At eighteen, she married Rabbi Ezra Bar-Shalom, then taught sewing, and opened a fellowship for young brides for several years. In 1975, she began to study fashion design at the Shenkar College of Engineering and Design, after her husband and her father had opposed her plans to study psychology at a university.

In 2001, with the permission of her father, Bar-Shalom founded Haredi College of Jerusalem, the first higher education institution in that city designed for the Haredi sector. The college's programming and degrees are provided by Israeli academic institutions such as Ben-Gurion University of the Negev, Bar-Ilan University and others, but the study takes place in a strictly gender-segregated environment, with schedules and childcare arrangements to enable students to uphold traditional Haredi
expectations of Torah study for men and motherhood for women.

Bar-Shalom resides in the Ramat Aviv neighborhood of Tel Aviv with her husband, who is a rabbinical court judge and formerly served as president of the Tel Aviv Beit Din. The couple has three children. Their daughter, Chana, who was the director of former MK Shlomo Benizri's office, is married to lawyer Moshe Shimoni, director general of the farmers' union and former director general of the Ministry of Religious Services.

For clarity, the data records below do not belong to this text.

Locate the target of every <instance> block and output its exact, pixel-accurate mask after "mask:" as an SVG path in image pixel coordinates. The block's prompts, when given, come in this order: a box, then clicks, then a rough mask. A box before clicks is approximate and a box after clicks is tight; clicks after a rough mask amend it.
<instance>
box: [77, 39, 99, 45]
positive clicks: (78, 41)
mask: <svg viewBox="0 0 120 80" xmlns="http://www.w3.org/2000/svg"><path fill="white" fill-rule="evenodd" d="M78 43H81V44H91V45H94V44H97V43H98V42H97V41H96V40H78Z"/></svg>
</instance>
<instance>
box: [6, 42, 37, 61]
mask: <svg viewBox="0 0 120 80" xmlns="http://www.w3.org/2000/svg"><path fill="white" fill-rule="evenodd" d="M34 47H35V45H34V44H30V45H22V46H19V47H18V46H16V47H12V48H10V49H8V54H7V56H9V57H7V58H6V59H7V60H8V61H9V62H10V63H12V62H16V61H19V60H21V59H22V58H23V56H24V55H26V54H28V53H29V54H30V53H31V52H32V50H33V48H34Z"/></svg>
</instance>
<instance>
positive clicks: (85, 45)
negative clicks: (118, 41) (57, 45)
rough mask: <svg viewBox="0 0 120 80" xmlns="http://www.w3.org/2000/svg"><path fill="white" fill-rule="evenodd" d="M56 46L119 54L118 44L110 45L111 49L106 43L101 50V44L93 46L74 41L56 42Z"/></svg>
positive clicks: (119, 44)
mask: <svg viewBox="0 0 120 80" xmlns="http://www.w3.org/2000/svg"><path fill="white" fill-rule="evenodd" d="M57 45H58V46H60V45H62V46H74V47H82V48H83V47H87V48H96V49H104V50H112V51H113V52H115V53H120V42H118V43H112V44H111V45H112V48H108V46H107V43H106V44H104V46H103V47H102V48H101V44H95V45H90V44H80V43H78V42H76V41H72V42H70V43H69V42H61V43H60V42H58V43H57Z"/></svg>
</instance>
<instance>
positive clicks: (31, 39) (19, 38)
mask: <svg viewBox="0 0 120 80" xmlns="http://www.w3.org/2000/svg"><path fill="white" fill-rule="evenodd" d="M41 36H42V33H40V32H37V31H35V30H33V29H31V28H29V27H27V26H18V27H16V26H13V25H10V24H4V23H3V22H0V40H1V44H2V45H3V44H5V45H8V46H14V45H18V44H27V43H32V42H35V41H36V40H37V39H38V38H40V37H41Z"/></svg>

==Political and social activism==
Bar-Shalom became involved in politics as a member of the Tafnit social protest group, led by Uzi Dayan, but left when the movement evolved into a political party and ran in the 2006 Knesset elections (though it failed to cross the threshold). She then founded a forum for dialogue between religious and secular Jews in Israel. In the summer of 2011, she worked on the Spivak-Yona committee to address social inequality.

In 2012, Bar-Shalom took part in a widely publicised meeting with Mahmoud Abbas, the President of the Palestinian Authority.

Bar-Shalom regularly speaks about the importance of women's education and work, and in 2013 supported a women's-only political party in the Haredi town of El'ad. In addition, in early 2014, she considered a bid to become the president of Israel. In March 2014, Bar-Shalom wrote that the Haredi feminist revolution is already here, writing that, "The train has left the station".

Bar-Shalom supported Shas, the political party founded by her father, and in 2014 founded and led its women's committee. However, in 2018, she broke with Shas and founded a new party, Ahi Yisraeli, to run in the 2019 Israeli elections. Ahi Yisraeli pulled out before the election, and Bar-Shalom endorsed Moshe Kahlon's Kulanu party.

==Awards and recognition==
In December 2012, she was honored as a "Knight of Quality Government" by the Movement for Quality Government in Israel. In 2013, Bar-Shalom was selected by Nashim magazine, part of the Makor Rishon newspaper, as one of the twenty most influential religious women in Israel. In April 2013, she received an honorary doctorate from Ben-Gurion University of the Negev.

In 2014 Bar-Shalom was honored as one of the torchbearers in the national Israeli Independence Day ceremony.